The past decade and a half has seen one of the largest inflows of immigrants in the country's history, and a significant increase in people's opposition to immigration. It appears that a concern regarding the economic and cultural impact of allowing a lot of people into the country is the primary driver behind this unease.
The study found that 51 per cent of respondents would like to see immigration levels reduced a lot. This is up from 39 per cent back in 1995, while a further 24 per cent would like to see levels reduced a little.
Meanwhile, 52 per cent believe that migrants are generally bad for the country's economy - up from 43 per cent in 2002 - and 48 per cent reckon that migration undermines Britain's cultural life, compared with 33 per cent in 2002.
However, these views are not being applied to all migrants. The research showed that 59 per cent of people questioned think that highly skilled progressional migrants are good for Britain, suggesting that the majority of people moving to the UK on Tier 2 work permits are welcomed by Brits.

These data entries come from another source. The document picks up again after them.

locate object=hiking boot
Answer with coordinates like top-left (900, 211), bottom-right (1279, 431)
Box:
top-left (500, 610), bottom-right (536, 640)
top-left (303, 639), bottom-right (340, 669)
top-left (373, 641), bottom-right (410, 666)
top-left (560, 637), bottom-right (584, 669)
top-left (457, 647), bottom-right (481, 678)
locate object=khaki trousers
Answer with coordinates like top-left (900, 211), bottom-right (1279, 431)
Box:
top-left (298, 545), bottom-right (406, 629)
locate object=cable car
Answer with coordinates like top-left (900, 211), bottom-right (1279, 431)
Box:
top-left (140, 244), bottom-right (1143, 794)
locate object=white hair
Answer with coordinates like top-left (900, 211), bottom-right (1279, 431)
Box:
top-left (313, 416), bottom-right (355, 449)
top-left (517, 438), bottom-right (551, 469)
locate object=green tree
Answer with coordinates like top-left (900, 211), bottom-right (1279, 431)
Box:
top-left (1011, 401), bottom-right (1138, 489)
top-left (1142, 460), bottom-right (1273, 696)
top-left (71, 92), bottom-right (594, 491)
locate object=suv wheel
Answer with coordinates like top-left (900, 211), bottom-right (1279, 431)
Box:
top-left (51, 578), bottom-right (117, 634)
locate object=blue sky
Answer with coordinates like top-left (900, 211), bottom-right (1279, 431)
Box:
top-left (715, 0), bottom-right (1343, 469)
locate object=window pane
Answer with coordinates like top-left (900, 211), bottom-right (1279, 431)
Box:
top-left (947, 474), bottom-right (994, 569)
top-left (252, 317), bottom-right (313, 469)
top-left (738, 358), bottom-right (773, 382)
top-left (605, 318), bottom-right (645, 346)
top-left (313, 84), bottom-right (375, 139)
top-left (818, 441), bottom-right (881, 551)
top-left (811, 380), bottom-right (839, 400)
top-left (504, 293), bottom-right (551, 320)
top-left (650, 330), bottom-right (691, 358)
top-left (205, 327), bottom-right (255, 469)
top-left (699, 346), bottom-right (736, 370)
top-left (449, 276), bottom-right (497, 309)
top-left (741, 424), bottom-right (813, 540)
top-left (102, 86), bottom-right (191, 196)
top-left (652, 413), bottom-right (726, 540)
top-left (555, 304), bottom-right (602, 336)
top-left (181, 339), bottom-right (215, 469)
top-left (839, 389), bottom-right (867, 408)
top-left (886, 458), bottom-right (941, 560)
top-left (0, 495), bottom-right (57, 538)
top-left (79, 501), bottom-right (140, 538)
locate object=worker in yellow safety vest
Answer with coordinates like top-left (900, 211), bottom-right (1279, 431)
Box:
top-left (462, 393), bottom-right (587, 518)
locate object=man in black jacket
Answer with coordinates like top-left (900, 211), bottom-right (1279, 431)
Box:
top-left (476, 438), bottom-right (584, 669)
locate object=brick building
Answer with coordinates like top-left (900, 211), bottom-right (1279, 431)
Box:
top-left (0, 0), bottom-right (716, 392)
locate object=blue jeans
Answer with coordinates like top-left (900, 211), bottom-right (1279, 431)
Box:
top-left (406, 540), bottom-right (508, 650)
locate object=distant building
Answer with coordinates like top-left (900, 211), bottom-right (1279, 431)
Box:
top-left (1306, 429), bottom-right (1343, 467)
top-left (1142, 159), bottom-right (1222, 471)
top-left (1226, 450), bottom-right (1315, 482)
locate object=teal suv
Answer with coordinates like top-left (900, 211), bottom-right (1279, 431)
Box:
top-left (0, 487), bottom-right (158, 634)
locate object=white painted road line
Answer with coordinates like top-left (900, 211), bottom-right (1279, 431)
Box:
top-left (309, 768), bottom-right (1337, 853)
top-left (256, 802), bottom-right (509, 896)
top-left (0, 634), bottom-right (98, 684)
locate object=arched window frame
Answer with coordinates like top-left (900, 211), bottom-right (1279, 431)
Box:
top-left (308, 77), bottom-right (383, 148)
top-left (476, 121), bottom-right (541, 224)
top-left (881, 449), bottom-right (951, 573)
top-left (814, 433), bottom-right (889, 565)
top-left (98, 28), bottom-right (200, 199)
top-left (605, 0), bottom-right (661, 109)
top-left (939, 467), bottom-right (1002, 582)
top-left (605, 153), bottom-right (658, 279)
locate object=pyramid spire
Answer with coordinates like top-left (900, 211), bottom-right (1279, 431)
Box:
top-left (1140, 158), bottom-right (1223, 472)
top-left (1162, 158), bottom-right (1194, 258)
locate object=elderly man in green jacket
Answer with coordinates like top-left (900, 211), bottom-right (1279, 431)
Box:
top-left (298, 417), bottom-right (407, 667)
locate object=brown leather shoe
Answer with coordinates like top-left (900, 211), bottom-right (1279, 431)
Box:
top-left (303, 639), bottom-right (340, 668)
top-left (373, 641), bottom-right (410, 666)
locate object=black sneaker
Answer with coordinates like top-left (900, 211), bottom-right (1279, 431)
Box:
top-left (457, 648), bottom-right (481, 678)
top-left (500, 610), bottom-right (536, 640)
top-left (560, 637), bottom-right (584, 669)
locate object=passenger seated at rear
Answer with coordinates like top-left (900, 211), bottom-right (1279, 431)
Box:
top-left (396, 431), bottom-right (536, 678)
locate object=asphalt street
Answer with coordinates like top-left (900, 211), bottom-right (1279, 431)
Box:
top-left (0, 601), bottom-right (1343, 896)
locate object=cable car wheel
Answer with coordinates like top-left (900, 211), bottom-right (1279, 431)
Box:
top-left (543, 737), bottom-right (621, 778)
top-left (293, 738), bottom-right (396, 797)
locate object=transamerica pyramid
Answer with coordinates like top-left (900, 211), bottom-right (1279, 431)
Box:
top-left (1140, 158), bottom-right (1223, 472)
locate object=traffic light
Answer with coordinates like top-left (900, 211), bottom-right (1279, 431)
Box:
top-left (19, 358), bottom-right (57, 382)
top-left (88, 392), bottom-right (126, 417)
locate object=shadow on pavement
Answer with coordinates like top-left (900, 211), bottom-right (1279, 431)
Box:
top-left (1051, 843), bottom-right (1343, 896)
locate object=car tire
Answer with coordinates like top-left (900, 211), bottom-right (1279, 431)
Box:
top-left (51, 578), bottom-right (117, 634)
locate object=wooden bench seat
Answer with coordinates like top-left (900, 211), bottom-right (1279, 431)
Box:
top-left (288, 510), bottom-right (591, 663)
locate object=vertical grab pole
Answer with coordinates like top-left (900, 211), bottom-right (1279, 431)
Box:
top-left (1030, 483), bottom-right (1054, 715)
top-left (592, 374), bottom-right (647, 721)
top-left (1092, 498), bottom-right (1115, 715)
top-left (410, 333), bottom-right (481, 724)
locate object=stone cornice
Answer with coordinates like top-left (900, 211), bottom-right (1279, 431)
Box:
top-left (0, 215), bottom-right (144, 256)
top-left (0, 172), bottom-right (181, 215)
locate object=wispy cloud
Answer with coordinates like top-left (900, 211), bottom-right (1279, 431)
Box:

Meanwhile, support for unskilled labourers moving to the UK dropped to just 19 per cent.
Penny Young, chief executive of NatCen Social Research, commented: “These findings uncover tough challenges ahead for the coalition government. Less than half way through the Parliament, there is already concern about cuts and their effect on public services.
“However, more encouragingly for Ministers, there is clear support for welfare and immigration reform - two areas we are already seeing emerge as key battlegrounds for the next general election.”